Protobufs, QUIC, Rust, and Qt

Leonid Krashanoff, on 9 April 2022. 1880 words.

#software #server

What if we wrote an open-source Discord?

I was trying to write a small communication client/server for my girlfriend and I in my spare time. We would just use it for text chat or voice chat. At the beginning, I didn’t have much of a purpose for writing it aside from running away from Discord after they started talking about NFTs, but I eventually made it my goal to make it as intricate as possible - a polyglot project. I never actually finished it, but it left me with lessons in working with intricate software.

For an application that might transport things like photos, videos, or voice communications, security is pretty paramount. One aspect of security is whose hands the data is in. For my purposes of chatting with friends, family, etc., I’d like to keep it in my own. This meant the servers would be self-hosted, and should be designed with this in mind. I have been writing a lot of Rust, so I figured I would write the server in Rust. To keep the code easy-to-maintain, I would make the server async.

I also wanted the client applications to be performant. There isn’t much wiggle room on this front. Pretty much the only good-looking, non-web-based GUI framework these days is Qt, which only really works if you’re writing your application in C++ (although there are some high-quality bindings to other programming languages).

Rust and C++ serialization formats don’t exactly play well together, though. This meant I needed a lingua-franca for the two to communicate with one another on the wire. I settled on QUIC-transported protobufs for speed and security. The rest of this entry will be some thoughts on how I built this toolchain on Windows and Mac, and the hardships I encountered throughout.

On QUIC #

Choosing QUIC was a good call. QUIC is secure by default and designed with speed in mind. It enforces use of TLS, and keeps things speedy by modeling network communications between computers as multiple simultaneous, uni-or-bidirectional streams over a UDP “connection”. Since packets don’t need to all be delivered in order, multiple streams can be processed concurrently. This gave me a lot of freedom in how I modeled the endpoints for communication between client and server.

I treated the server as though it were a single endpoint, where each stream ID per-client dictated the type of traffic involved. This proved to be more of a headache than I thought, as QUIC streams aren’t exactly opened and closed like TCP sockets, but instead treated like green threads. You won’t get a specific ID unless you ask explicitly for it. This is why QUIC is superior to TCP, but also what makes it more complex.

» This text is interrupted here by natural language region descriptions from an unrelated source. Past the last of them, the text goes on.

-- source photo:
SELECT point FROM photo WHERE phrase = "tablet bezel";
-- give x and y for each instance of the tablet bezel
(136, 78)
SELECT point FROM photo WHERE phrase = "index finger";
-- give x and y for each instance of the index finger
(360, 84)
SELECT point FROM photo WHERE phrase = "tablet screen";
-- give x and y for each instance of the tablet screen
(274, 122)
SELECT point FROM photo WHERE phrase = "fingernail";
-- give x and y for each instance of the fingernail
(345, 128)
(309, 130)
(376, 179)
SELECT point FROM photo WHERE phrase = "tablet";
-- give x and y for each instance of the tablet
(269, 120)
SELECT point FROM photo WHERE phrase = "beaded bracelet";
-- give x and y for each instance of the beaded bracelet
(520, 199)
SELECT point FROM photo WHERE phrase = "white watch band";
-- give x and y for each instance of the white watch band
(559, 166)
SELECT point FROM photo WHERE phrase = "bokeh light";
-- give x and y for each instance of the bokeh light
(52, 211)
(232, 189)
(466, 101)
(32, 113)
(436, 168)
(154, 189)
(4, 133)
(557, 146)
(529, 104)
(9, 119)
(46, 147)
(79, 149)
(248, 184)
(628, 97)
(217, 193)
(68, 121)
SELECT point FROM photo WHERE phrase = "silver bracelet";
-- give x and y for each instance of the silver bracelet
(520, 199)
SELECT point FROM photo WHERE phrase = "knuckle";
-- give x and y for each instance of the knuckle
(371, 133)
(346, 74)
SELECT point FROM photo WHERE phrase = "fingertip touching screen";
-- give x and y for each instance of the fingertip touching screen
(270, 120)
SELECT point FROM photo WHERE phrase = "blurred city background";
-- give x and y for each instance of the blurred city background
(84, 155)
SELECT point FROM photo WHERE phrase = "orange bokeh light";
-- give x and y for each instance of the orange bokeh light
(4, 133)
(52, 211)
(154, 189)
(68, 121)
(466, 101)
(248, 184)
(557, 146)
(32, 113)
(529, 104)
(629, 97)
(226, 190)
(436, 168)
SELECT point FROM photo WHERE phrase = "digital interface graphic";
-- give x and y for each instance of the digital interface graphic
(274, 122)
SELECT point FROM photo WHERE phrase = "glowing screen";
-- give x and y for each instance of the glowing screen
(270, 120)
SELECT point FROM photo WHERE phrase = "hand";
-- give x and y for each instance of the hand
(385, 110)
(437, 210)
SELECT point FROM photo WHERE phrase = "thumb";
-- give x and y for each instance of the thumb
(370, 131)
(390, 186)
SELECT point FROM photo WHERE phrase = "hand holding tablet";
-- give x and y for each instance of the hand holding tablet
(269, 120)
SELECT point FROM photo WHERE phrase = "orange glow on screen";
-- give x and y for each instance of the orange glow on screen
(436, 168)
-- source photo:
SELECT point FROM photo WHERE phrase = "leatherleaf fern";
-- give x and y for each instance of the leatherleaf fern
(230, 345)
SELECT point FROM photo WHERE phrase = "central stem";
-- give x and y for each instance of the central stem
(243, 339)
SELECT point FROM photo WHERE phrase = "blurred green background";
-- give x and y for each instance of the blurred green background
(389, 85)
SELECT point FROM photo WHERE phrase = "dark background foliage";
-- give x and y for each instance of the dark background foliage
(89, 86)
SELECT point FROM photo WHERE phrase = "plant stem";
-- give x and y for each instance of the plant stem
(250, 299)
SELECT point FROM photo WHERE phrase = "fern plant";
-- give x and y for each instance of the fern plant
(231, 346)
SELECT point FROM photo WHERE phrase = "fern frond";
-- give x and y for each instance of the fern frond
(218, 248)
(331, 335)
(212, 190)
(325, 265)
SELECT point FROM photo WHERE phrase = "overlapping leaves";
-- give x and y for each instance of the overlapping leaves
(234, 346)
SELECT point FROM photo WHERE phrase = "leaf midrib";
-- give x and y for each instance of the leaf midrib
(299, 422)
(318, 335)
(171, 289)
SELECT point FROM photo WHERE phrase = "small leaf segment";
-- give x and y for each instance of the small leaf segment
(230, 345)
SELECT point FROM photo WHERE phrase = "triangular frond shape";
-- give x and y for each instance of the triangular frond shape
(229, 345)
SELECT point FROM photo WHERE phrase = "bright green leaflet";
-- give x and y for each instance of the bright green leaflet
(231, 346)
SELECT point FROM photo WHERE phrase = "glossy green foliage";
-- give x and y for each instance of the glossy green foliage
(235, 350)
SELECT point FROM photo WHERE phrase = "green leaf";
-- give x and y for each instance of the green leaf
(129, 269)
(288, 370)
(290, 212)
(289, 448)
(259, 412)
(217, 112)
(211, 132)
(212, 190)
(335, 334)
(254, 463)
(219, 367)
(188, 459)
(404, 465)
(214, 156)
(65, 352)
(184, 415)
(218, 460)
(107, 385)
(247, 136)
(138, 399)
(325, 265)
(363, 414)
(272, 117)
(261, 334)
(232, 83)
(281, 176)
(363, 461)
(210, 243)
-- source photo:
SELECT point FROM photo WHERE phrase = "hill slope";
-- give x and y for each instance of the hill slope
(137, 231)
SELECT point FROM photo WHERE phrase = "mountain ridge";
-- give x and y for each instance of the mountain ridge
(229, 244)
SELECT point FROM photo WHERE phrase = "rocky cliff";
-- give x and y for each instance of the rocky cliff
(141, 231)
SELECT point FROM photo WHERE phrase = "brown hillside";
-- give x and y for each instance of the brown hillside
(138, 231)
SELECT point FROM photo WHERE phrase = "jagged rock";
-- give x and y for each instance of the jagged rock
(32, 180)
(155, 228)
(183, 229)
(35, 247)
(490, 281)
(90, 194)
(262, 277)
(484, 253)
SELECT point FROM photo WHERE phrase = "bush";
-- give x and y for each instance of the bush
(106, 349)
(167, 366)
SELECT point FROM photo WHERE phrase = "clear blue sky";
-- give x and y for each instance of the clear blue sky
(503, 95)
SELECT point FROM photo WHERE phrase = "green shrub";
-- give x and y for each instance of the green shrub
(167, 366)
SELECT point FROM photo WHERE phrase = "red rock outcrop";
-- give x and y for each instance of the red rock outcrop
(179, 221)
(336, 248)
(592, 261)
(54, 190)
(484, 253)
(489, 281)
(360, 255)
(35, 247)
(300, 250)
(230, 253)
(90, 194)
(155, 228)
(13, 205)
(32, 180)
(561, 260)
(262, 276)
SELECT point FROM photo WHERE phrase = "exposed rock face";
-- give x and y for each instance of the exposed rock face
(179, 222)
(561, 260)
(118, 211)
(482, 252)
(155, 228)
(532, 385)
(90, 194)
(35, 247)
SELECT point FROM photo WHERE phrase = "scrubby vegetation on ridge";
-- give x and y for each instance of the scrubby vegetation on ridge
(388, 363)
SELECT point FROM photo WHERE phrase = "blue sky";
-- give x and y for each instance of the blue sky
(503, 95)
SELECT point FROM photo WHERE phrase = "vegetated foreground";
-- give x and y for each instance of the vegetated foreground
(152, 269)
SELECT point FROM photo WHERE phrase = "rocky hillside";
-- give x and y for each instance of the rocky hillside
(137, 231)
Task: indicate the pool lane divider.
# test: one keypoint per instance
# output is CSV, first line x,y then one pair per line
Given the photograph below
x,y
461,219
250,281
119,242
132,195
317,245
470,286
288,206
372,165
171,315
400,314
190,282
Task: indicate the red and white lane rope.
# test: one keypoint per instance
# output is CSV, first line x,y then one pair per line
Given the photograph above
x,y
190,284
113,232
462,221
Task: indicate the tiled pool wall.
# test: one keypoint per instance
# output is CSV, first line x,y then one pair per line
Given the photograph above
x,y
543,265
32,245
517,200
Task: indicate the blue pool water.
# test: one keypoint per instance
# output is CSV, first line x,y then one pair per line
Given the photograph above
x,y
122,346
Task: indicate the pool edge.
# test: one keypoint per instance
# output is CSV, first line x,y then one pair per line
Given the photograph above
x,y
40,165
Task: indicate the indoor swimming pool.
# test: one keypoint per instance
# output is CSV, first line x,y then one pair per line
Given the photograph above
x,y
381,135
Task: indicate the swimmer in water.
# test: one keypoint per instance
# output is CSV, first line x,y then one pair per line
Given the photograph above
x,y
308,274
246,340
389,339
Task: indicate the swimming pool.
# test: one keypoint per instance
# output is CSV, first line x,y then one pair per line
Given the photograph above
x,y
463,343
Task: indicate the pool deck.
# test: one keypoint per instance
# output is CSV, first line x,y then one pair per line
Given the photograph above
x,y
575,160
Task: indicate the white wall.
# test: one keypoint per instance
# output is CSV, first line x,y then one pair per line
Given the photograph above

The big thing I didn’t anticipate is that QUIC has weird libraries! QUIC is a protocol that was designed to be testable, which means that all the libraries out there are Bring Your Own IO. The problem with this is that libraries are pretty pigeonholed into working something like this:

sequenceDiagram
    participant App
    participant QUIC
    loop ad infinitum
      App->>App: recvfrom()
      App->>QUIC: received packet
      QUIC->>QUIC: process packet
      QUIC-->>App: 
      App->>QUIC: get new incoming QUIC packets
      QUIC-->>App: 
      App->>App: react to network
      App->>QUIC: generated packets
      QUIC-->>App: 
      App->>QUIC: get new outgoing QUIC packets
      QUIC-->>App: 
      App->>App: sendto(QUIC packets)
    end

There were a few libraries that handle the IO for you, but there really weren’t enough high-level, easy to use libraries out there in the same way that there are for protocols like RTMP. There’s Amazon’s s2n, but the library doesn’t allow the user a great degree of control over the granularity of parallelism, favoring a massively-parallel green-thread approach. The best one riding that fine line that I found was Cloudflare’s quiche, although this too had its shortcomings¹ in the form of C-friendly event-loop-style packet processing.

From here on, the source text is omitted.